Using substitute workers for sick staff spreads disease, study finds
US research shows replacement workers are at higher risk of illness
Infectious diseases would spread faster due to placing a healthy person in a situation where he or she could become infected as well. Photograph: Getty Images/iStockphoto
The common policy of replacing a teacher or a health worker with a substitute when they are sick could help to increase the spread of disease, a new study has found.
While this result may appear counterintuitive, the authors back up their analysis of mathematical models of the spread of disease with data from past outbreaks. The study was led by Prof Samuel Scarpino from Santa Fe Institute in the US*.
“The findings show that a common-sense response during outbreaks could in fact be adding to the problem,” said Prof Lina Zgaga, Associate Professor of Epidemiology at Trinity College Dublin Centre for Health Sciences.
The results could help develop better public health policies during outbreaks, the authors say. For example, vaccinating key workers could significantly decrease the danger of disease spreading faster.
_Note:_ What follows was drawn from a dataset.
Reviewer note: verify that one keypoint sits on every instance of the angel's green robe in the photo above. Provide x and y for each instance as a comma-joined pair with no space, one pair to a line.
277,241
Replacement workers are shown by the results to be clearly at higher risk of illness, and this should also be addressed accordingly.
“I have no doubt this study has important implications for future planning around disease outbreaks,” said Prof Zgaga.
The results are published this week in the scientific journal Nature Physics.
The researchers used a mathematical model of how disease spreads, comparing a situation where a sick key worker - such as a teacher or a health worker - is replaced by a healthy substitute and one where this does not happen.
The model evaluating the replacement situation resulted in faster spreading of disease and increased epidemic size.
Comparing their mathematical model to recorded data from past outbreaks of two different diseases, the authors of the study found a similar pattern.
“I think in the scientific community whenever you mention the word model people become immediately suspicious,” said Prof Zgaga. However, she pointed out that in this case the results from the model were supported by observational data gathered over long periods of time.
*This article was edited on Monday, August 2nd to include the reference to Prof Samuel Scarpino from Santa Fe Institute in the US who led the study.